On ne sait pas encore qui a été le premier à prononcer cette phrase, devenue désormais célèbre. «Aâche mechtaq temra, ki mat aâlgoulou arjoune», c'est-à-dire «De son vivant, il avait envie d’une datte, à sa mort, on lui accroché un régime de dattes (sur sa tombe, bien sûr).»
Au fil des ans, cette expression a gagné toute sa portée symbolique. Elle revenait à chaque fois qu’un artiste est tiré de l’oubli, non pas par ses œuvres, mais par la mort. Quand un artiste meurt, tout le monde se souvient, subitement, qu’il avait existé un jour. Tout le monde accourt pour ne pas rater l’enterrement et présenter les condoléances.
Combien étaient-ils ces artistes, victimes de l’amnésie collective ? Combien seront-ils ? L’expérience a montré qu’en dehors de l’oubli, l’ingratitude a toujours affecté nos artistes. La culture des hommages «festifs» rendus à l’occasion de «certaines occasions» ne pourra jamais soigner la plaie. Celle de la mauvaise condition dans laquelle ils continuent de vivre pour la plupart d’entre eux.
A défaut d’une reconnaissance tant espérée, ils sont encore dans l’attente d’un statut qui leur garantit leur dignité. Un statut qui tarde encore à voir le jour, plus de 60 ans après l’indépendance. Alors, que dire des projets de loi qui traînent encore sur leur protection socioprofessionnelle, leur prise en charge sanitaire et la protection de leurs œuvres contre le piratage. Un retard que les artistes continuent de payer le prix, pour ne pas dire autre chose.

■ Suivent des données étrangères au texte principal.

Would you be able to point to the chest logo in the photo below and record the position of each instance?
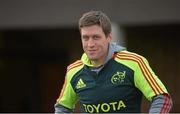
(80, 84)
(118, 78)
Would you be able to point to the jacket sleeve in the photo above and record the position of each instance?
(67, 98)
(59, 109)
(161, 104)
(147, 81)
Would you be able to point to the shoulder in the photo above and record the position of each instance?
(128, 55)
(130, 59)
(73, 68)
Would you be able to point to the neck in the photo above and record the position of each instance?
(97, 63)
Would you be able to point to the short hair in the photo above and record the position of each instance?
(96, 18)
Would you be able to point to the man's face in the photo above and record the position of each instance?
(94, 42)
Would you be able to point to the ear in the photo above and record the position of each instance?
(110, 36)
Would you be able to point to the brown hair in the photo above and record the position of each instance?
(96, 18)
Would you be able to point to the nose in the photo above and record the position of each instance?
(91, 42)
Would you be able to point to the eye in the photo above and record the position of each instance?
(85, 38)
(96, 37)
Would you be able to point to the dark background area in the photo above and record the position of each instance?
(38, 39)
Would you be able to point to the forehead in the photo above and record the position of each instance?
(91, 29)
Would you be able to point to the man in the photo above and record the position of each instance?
(108, 78)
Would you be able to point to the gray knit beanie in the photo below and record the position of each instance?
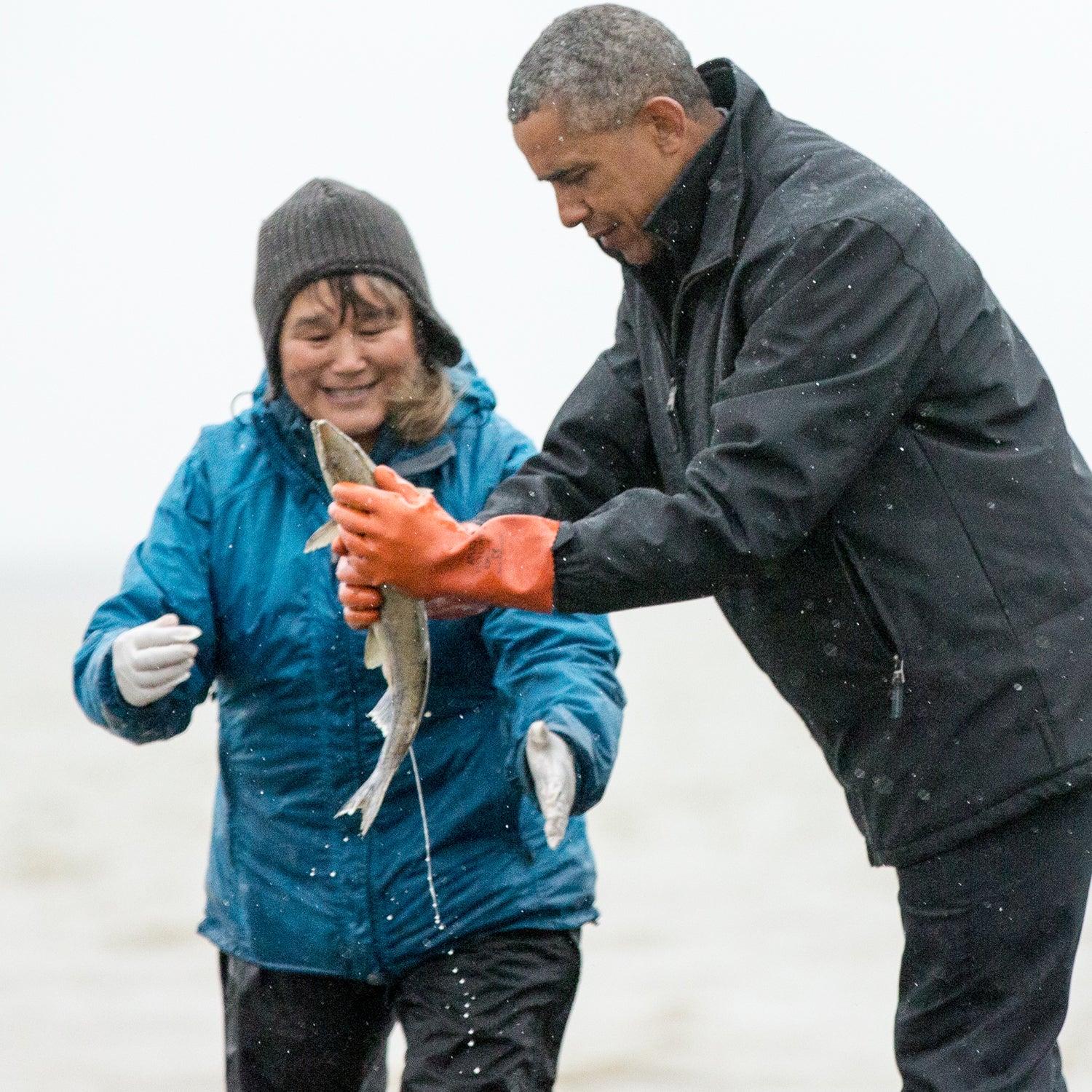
(327, 229)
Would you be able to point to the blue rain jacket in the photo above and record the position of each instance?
(290, 886)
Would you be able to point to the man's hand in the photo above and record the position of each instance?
(151, 660)
(555, 778)
(397, 534)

Mais en fait, l’artiste en Algérie se sent-il bien dans sa peau d’artiste ? On est tenté de dire non, quand on sait que des artistes vivants ou morts sont toujours méconnus par la jeune génération. Leurs noms ne sont jamais évoqués dans les manuels scolaires.
Pourtant, cette génération connaît sur les bouts des doigts les exploits d’artistes et de footballeurs étrangers. A propos des oubliés, nous citons, pour l’exemple, le grand Mohamed-Lakhdar Hamina, qui a rapporté à l’Algérie la Palme d’or au Festival de Cannes en 1975 pour son film Chronique des années de braise. La première et unique à ce jour dans le monde arabe. Il faut dire qu’ils sont nombreux à nous envier pour cette Palme d’or. Cela fait déjà 48 ans, mais point de commémoration. On n’omet pas de nommer un autre oublié, Djamel Chenderli, l’un des premiers à filmer au maquis durant la Révolution.

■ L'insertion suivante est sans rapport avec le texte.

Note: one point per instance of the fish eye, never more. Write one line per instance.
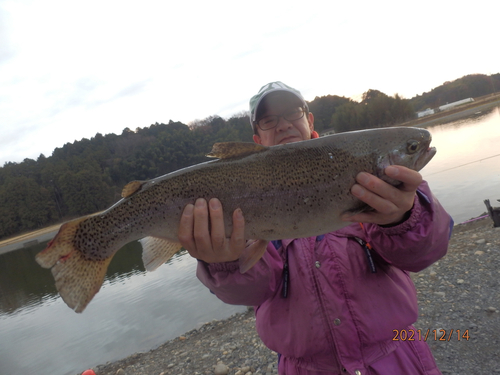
(412, 146)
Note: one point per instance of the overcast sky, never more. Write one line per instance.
(70, 69)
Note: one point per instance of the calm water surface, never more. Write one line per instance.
(136, 311)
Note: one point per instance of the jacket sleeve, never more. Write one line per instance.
(419, 241)
(251, 288)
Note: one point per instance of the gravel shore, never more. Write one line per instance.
(459, 317)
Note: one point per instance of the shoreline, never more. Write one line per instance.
(456, 293)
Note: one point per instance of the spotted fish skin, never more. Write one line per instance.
(287, 191)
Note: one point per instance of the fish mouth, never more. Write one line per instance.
(289, 139)
(425, 157)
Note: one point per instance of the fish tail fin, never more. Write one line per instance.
(156, 251)
(77, 279)
(252, 254)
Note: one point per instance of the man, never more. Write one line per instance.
(316, 302)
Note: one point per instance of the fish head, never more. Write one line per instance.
(411, 150)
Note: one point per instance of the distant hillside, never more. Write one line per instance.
(470, 86)
(87, 176)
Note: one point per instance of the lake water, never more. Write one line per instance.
(136, 311)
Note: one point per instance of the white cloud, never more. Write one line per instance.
(72, 69)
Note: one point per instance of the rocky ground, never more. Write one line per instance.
(459, 300)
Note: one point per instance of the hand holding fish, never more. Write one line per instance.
(202, 234)
(206, 239)
(391, 203)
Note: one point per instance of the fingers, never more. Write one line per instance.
(202, 232)
(390, 203)
(185, 233)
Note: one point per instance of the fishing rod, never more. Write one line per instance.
(461, 165)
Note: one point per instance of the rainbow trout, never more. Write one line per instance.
(286, 191)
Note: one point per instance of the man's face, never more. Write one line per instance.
(286, 131)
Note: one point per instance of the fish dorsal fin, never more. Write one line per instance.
(230, 150)
(131, 188)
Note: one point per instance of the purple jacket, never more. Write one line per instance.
(338, 313)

Un autre nom, Beggar Hadda, morte dans l’indifférence totale, mais aussi Mohamed Boudia et Mohamed Zinet. Il y a également les fondateurs du Festival du théâtre amateur de Mostaganem, Abdelkader Benaïssa, Abdelkader Belmokadem, Hocine Hamadou et Abdelkader Benderdouche, Si Djilali Benabdelhalim et Abdelkader Ould Abderrahmane, dit Kaki.
Dans le monde des arts, on retrouve Abdellah Benanteur. Mais les plus grands oubliés sont les 52 «militants de l’art», dont 41 comédiens, musiciens, poètes et chanteurs qui ont rejoint la troupe artistique du FLN en 1958. Une injustice qui tarde à être réparée.